For this, Flower’s third recording on the roots music label Yellow Dog Records, she chose a collection of obscure songs from the 1920s and 30s to balance her own creative and unique compositions. The result is a wonderful mix of Flower’s heavily folk-shifted almost bluegrass folk-country approach set into a collection of well-shaped songs that serve to illuminate the artist and not obscure her.
For those looking for jazz, you won’t find it here, save for a slow Dixieland take on "The Ghost Of The St. Louis Blues." Her ample technique is much more traditionally blues based than leaning towards jazz. Her guitar playing style is a mix of the old-time Appalachian and southwest country-blues traditional, reference Robert Johnson without the jumping rhythms and Hank Snow’s easy charm.

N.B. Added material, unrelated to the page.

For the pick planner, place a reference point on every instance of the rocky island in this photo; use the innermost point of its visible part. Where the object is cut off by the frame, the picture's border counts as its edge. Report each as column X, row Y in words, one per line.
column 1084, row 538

On tunes like "Backwater Blues," Flower uses a simplistic style to accompany her mournful take on traveling theme of the lyrics. By crafting single-line rejoinders to her down-and-out themed subject matter, along with Janice Scoggins’ pared down piano, Flower’s provides testimony to the travails of life and is able to instrumentally comment on it at the same time. Even here, on the instrumental solo section each artist gets, the style is deeply blues and not jazz influenced. The result, however, so fits the style of the melody there can be no denying each artist "gets it" and demonstrates how the music is subservient to the tune’s ideas.Conversely on "When I Get Home I’m Gonna Be Satisfied," Flower again uses a pared-down instrumental combination, just herself on guitar and vocals with Jesse Withers on string bass, to this time give the happily gospel and upbeat lyric a swingingly triumphant treatment. That she is able to switch gears so effortlessly in small ensemble situations aptly reveals why she is so highly esteemed in her work.
As an instrumentalist one need only listen to her incredibly musical and soul-satisfying solo performance of the "Columbia River Rag." Flower’s makes this incredibly difficult music sound so easy you’ll swear there are two guitarists playing. Yet again a wonderful CD by this underappreciated living folk and blues legend in the making.